There was a potential deadlock in the last piece of code. When you obtain any kind of lock you will mostly use a try..finally block to ensure the lock is released when you have finished with it. The using() command expands to a try..finally block so the original code might look okay, however if you mentally expand the code you will see the problem.

using (FileLockingService.FileReadLock(product1.ID))
{
    //Some code here
}

This becomes

var disposable = FileLockingService.FileReadLock(product1.ID);
try
{
    //Some code here
}
finally
{
    disposable.Dispose();
}

So why is this a problem? In a single threaded application it isn't, but this is a website so there are multiple threads running at the same time. Now take into account the fact that a web request has a timeout, what if the thread is aborted after the lock is obtained? Ordinarily this isn't a problem because the acquisition is followed immediately by a "try", but if we expand this code further it is evident that this isn't the case for the code I originally wrote. The code below is indented per method rather than the normal logical indendation

  • var disposable =
    • //Code inside FileLockingService
    • var lockHandler = GetLockHandler(int id);
    • lockHandler.EnterWriteLock();
      //The next command must be a try block
    • var enterWriteLockResult = new DisposableAction(..............); //Oops!
      • if (action == null) throw new ArgumentNullException("Action");
      • this.Action = action;
      • this.Context = context;
    • return enterWriteLockResult;
  • try
    {
        //Some code here
    }
    finally
    {
    disposable.Dispose();
    }

So here you see that rather than there being a TRY block immediately after the EnterWriteLock the code above would create a DisposableAction, check a parameter, assign two instance members, and then return a result. If anything went wrong at any of these points (OutOfMemoryException, ThreadAbortException, etc) then we'd end up with a lock that would not get removed. The code has been changed as follows.
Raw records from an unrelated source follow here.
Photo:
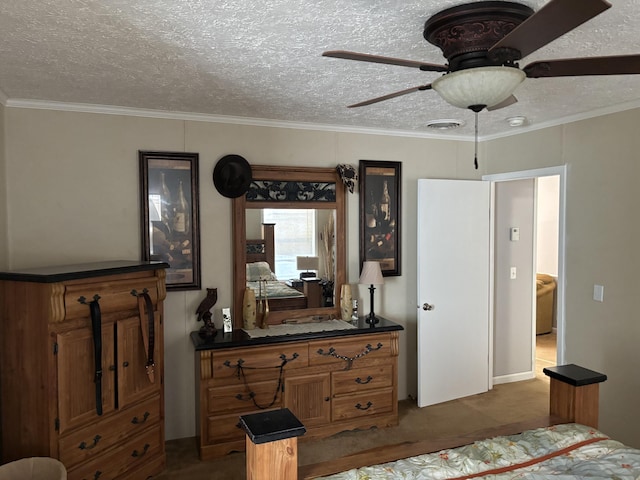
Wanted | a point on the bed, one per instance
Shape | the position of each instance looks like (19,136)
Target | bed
(565,445)
(260,266)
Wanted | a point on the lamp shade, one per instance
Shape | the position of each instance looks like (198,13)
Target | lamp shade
(371,274)
(307,263)
(486,86)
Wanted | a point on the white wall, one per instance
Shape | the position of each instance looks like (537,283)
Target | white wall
(513,309)
(4,234)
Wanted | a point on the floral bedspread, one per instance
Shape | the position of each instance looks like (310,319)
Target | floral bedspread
(560,452)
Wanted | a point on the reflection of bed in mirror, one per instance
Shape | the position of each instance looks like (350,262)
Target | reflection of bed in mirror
(261,265)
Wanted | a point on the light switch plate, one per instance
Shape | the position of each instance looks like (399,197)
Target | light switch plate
(598,293)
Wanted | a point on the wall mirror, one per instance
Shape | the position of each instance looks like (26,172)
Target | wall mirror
(289,229)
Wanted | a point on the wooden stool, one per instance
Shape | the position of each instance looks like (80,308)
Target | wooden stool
(574,393)
(272,444)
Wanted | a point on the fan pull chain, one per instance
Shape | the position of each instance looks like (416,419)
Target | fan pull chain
(475,152)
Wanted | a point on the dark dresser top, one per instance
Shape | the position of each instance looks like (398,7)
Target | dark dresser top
(239,338)
(84,270)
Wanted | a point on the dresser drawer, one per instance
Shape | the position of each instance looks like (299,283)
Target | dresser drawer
(360,405)
(240,398)
(256,364)
(349,351)
(115,295)
(361,379)
(130,455)
(92,441)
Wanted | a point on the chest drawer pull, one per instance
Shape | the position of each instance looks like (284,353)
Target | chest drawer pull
(135,453)
(332,353)
(364,382)
(84,446)
(96,329)
(135,420)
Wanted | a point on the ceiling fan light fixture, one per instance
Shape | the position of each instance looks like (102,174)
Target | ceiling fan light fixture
(479,86)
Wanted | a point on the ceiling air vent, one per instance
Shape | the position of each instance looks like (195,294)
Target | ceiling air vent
(446,124)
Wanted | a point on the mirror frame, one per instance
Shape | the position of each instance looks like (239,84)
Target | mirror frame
(240,204)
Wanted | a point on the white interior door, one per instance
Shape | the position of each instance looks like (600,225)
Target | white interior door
(454,278)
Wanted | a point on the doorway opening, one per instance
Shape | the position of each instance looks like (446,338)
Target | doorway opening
(557,334)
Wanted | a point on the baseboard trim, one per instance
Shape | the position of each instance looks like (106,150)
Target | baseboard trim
(513,377)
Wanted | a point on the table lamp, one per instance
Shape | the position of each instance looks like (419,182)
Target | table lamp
(371,275)
(307,263)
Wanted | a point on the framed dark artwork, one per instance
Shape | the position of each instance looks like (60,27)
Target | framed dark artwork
(380,184)
(170,228)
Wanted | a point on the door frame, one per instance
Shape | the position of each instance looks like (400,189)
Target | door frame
(560,171)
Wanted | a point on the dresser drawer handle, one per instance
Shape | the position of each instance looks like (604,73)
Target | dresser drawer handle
(135,453)
(84,446)
(364,382)
(135,420)
(96,475)
(332,353)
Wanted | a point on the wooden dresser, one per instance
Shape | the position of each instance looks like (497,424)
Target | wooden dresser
(102,417)
(332,381)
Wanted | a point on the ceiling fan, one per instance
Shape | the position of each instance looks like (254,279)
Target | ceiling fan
(483,41)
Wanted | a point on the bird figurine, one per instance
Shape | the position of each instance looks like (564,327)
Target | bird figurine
(203,311)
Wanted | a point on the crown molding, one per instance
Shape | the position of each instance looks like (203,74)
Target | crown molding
(202,117)
(621,107)
(261,122)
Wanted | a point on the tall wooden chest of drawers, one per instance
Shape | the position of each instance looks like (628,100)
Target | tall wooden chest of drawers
(75,344)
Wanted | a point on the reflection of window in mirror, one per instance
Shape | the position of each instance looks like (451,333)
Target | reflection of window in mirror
(295,235)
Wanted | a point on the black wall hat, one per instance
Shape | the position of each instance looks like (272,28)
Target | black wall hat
(232,176)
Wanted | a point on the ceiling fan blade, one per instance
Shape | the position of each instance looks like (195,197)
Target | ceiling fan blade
(550,22)
(365,57)
(614,65)
(391,95)
(505,103)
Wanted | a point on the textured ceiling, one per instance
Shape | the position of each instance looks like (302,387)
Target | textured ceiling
(263,60)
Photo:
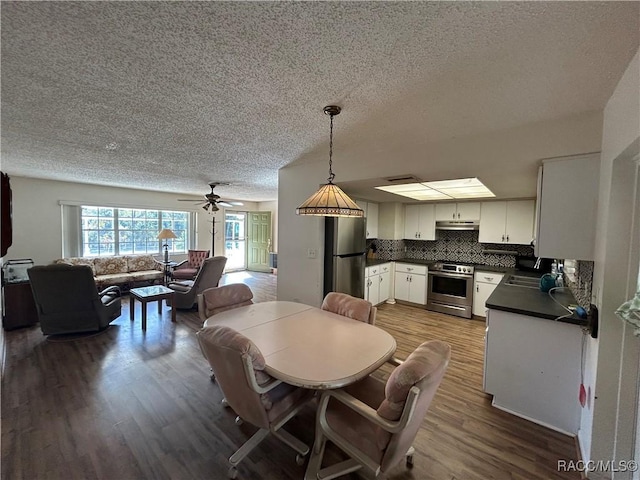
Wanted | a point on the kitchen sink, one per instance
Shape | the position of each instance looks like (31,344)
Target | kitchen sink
(523,281)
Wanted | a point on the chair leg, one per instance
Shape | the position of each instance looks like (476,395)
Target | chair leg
(315,460)
(339,469)
(249,445)
(292,441)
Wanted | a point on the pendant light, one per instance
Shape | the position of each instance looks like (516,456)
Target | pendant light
(330,200)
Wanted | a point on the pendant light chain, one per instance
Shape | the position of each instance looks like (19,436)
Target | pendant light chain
(331,174)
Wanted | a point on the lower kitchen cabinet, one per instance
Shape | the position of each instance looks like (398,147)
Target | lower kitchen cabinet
(378,283)
(532,368)
(484,285)
(411,283)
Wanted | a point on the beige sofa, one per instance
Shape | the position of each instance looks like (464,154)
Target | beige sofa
(126,271)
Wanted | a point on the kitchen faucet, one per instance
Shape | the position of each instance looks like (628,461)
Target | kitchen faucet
(537,264)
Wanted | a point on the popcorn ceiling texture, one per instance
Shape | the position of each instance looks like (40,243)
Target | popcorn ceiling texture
(178,94)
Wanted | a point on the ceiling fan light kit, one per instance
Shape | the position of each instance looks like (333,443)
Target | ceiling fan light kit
(330,200)
(212,200)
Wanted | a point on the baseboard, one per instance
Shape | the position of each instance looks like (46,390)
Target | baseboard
(3,352)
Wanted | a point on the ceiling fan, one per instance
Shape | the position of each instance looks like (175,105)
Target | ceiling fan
(212,200)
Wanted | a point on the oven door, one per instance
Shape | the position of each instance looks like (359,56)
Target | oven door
(450,293)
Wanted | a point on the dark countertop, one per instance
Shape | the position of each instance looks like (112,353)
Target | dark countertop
(415,261)
(533,302)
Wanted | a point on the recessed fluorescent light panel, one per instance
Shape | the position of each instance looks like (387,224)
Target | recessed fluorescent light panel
(462,188)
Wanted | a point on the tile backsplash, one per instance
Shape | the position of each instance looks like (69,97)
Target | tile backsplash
(463,247)
(453,246)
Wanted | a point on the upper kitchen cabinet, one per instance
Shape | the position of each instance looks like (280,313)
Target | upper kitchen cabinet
(467,211)
(567,205)
(370,216)
(507,222)
(419,222)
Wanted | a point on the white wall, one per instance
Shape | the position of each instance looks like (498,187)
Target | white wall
(300,277)
(604,428)
(37,220)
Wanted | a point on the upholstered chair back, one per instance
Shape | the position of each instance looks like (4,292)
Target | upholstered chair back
(348,306)
(68,301)
(226,297)
(196,257)
(208,276)
(423,369)
(232,357)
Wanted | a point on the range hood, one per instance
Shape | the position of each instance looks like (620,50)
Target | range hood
(457,225)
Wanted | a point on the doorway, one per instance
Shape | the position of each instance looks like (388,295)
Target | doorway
(235,240)
(247,241)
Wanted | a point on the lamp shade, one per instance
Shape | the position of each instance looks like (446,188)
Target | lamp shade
(330,201)
(165,233)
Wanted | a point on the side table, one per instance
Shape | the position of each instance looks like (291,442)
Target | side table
(150,294)
(168,268)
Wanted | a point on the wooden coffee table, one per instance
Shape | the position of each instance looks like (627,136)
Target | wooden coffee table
(151,294)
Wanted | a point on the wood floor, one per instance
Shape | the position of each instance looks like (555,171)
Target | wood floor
(129,405)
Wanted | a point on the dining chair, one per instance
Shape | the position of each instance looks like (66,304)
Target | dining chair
(349,306)
(225,297)
(188,269)
(375,423)
(220,299)
(208,276)
(254,395)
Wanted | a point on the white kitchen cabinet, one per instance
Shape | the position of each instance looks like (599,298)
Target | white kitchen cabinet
(507,222)
(484,285)
(371,211)
(411,283)
(532,368)
(419,222)
(567,206)
(467,211)
(377,283)
(371,219)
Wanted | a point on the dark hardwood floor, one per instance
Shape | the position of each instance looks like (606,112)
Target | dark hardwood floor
(131,405)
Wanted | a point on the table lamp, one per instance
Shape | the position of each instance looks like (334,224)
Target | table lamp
(165,234)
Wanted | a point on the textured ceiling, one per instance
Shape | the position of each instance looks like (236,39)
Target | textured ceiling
(169,96)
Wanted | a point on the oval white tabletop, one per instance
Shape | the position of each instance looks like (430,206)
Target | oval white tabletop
(307,346)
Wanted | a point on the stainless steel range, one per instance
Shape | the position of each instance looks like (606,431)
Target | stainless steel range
(450,289)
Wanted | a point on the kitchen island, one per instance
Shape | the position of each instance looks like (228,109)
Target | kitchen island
(533,348)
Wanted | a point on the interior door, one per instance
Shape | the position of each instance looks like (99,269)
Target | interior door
(259,241)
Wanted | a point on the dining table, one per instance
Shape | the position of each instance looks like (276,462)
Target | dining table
(307,346)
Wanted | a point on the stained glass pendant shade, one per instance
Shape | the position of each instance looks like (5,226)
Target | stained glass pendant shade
(330,200)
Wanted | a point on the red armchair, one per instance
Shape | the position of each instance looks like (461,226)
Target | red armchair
(188,269)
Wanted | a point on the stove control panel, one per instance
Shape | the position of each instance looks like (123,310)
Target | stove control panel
(453,268)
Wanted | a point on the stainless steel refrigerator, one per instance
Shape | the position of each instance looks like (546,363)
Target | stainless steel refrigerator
(344,255)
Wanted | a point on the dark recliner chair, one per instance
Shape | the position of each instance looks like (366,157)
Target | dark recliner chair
(68,301)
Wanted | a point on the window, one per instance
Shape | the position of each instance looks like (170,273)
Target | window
(109,231)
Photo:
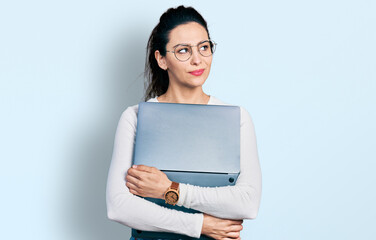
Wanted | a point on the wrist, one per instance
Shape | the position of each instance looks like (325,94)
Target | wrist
(165,187)
(171,196)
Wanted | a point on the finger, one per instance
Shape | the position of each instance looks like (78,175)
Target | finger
(234,228)
(134,192)
(233,235)
(135,181)
(131,186)
(136,173)
(143,168)
(235,222)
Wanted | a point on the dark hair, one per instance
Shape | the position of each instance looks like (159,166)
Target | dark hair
(156,78)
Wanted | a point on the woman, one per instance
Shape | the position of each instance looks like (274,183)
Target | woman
(179,59)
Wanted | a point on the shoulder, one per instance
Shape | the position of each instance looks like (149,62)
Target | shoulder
(245,117)
(128,117)
(130,113)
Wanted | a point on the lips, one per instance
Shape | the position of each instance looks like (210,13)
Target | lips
(197,72)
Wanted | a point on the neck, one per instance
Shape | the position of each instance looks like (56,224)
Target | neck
(192,96)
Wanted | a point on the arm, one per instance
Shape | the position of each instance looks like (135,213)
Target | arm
(131,210)
(233,202)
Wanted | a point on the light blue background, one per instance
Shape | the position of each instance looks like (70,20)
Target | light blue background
(305,70)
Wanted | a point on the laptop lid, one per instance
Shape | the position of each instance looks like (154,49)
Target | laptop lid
(188,137)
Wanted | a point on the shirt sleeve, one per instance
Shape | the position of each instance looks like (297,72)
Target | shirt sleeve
(131,210)
(240,201)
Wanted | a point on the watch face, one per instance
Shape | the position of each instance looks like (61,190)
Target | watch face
(171,197)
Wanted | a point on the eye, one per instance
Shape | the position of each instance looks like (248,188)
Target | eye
(182,50)
(204,47)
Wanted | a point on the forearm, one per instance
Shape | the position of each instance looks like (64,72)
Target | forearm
(141,214)
(133,211)
(234,202)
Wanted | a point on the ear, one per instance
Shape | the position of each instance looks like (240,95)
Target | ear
(160,59)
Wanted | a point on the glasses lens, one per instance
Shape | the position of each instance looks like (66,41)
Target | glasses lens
(206,48)
(183,52)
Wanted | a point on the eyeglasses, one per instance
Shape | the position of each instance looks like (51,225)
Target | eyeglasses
(183,52)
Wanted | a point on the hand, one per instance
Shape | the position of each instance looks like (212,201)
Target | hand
(221,229)
(147,181)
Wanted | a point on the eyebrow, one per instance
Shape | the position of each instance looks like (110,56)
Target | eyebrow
(186,44)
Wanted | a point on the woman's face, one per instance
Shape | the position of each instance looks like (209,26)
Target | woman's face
(181,73)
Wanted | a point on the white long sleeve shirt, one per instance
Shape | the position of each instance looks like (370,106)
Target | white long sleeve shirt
(240,201)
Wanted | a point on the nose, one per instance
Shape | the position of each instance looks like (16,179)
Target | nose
(196,56)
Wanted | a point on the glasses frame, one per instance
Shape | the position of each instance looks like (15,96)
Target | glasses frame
(213,47)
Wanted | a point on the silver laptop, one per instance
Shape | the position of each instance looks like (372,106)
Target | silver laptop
(191,143)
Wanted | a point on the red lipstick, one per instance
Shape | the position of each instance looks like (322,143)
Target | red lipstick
(197,72)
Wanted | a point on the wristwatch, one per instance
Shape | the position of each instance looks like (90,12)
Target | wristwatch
(171,196)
    public class FileLockingService : IFileLockingService
    {
        readonly object SyncRoot = new object();
        readonly Dictionary<int, WeakReference> Locks = new Dictionary<int, WeakReference>();

        public ReaderWriterLockSlim GetLockHandler(int productId)
        {
            WeakReference resultReference;
            ReaderWriterLockSlim result;
            lock (SyncRoot)
            {
                if (Locks.TryGetValue(productId, out resultReference))
                {
                    result = (ReaderWriterLockSlim)resultReference.Target;
                    if (result != null)
                        return result;
                }
                result = new ReaderWriterLockSlim();
                Locks[productId] = new WeakReference(result);
            }
            return result;
        }
    }

and when I use this service:

    FileLockingService.GetLockHandler(product.ID).EnterReadLock();
    //.NET wont allow any exceptions until flow passes into the try block
    try
    {
        //This is the earliest point that an exception can occur after acquiring the lock
        using (var sourceStream = new FileStream(filePath, FileMode.Open, FileAccess.Read, FileShare.Read))
        {
            Response.ClearHeaders();
            Response.AddHeader("Content-Type", "Application/Binary");
            Response.AddHeader("Content-Disposition", "attachment; filename=" + product.ClientFileName);
            using (var resultStream = DownloadService.Process(currentUser, new List<string>(), product.ClientFileName, sourceStream))
            {
                int bytesRead;
                byte[] data = new byte[1024];
                while ((bytesRead = resultStream.Read(data, 0, data.Length)) > 0)
                    Response.OutputStream.Write(data, 0, bytesRead);
                Response.End();
            }//using
        }//filestream
    }
    finally
    {
        FileLockingService.GetLockHandler(product.ID).ExitReadLock();
    }

Lesson learned: When it comes to thread synchronisation don't do anything fancy!